Für mich war dieser Autotest ein zweiter Versuch. An den ersten erinnere ich mich nicht gerne, aber gut. Damals war genau genommen nur die untere Hälfte eines Autos zum Testen gekommen – ohne Dach, Windschutzscheibe und Türen, dafür aber mit Regenwasserablaufkanälen im Cockpit. Es war ein Smart Crossblade. Entworfen offenbar als Drittwagen für Berufssöhnchen, die bei Sonnenuntergang an Mittelmeerstränden herumbrettern, um derart röhrend schwedische Austauschstudentinnen zu becircen. Ich versprach mir Aufmerksamkeit und Bewunderung, bekam aber eine chronische Nasennebenhöhlenentzündung. Es war November. Es war an der Elbe. Falsches Auto, falscher Ort, falscher Fahrer.
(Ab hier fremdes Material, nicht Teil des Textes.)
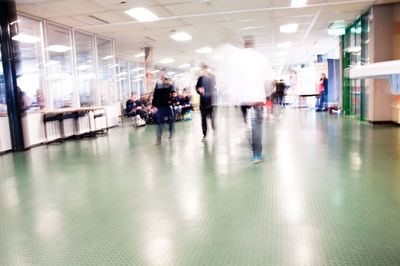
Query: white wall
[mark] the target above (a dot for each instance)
(5, 139)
Monate später: Von meinem neuen Testwagen heißt es, er sei ein sparsames, dieses Mal voll funktionsfähiges Auto. Es soll Vater und neunjährige Tochter mit Kurzurlaubsgepäck aufnehmen können, überdacht und mit vier Rädern und drei Türen ausgestattet sein. Der Toyota Aygo.

Unsere erste Begegnung, über die Pressemappe, schockiert mich: Doch wieder daneben gegriffen? Auf den Werbefotos räkelt sich hippes studentisches Personal auf der Karosse. Halbstarke, die meine Kinder sein könnten, wäre ich nicht selber so lange Halbstarker geblieben. Sie tragen Jeans mit teuren Löchern. Manche sehen auch subversiv aus. Zwei oder drei gucken politisch interessiert, sie könnten schon mal gegen Studiengebühren demonstriert haben. In Wirklichkeit sind es »junge, aktive Europäer« mit »ausgeprägtem Marken- und Qualitätsbewusstsein«. Sie nutzen ihre »fast grenzenlose Freiheit, um ihre Unabhängigkeit und Individualität auszuleben«.

Ach so.

Marie meint, dass wir ihn trotzdem nehmen sollen, den »I go«. Sie sagt, er habe so ein nettes Gesicht mit seinen großen lachenden Augen. Außerdem kann sie mit dem Audiosystem, zu dem ich immer noch Autoradio sage, ihre Bibi-Blocksberg-CDs hören. Die Schnittstelle für den mp3-Player würde sie sicher auch gut finden, wenn sie davon wüsste. BILD

Auf mich wirkt das Auto sehr androgyn. Weiche Rundungen, gepaart mit muskulös anmutenden Extremitäten und bulligem Heck. Der Wagen macht einen sportlichen Eindruck, ist aber in Wahrheit genauso sportfeindlich wie jedes andere Auto auch. Man muss sich reinsetzen und darf sich nur reduziert bewegen, wenn man es zweckdienlich benutzen will.

Die Kofferraumklappe ist ganz aus Glas und wird beim Schließen unvermeidlich von einem Federmechanismus bis zum Anschlag beschleunigt, damit auch die Nachbarn wissen, wenn’s losgeht. Erstaunlicherweise zerbricht sie nicht und ist immer richtig zu.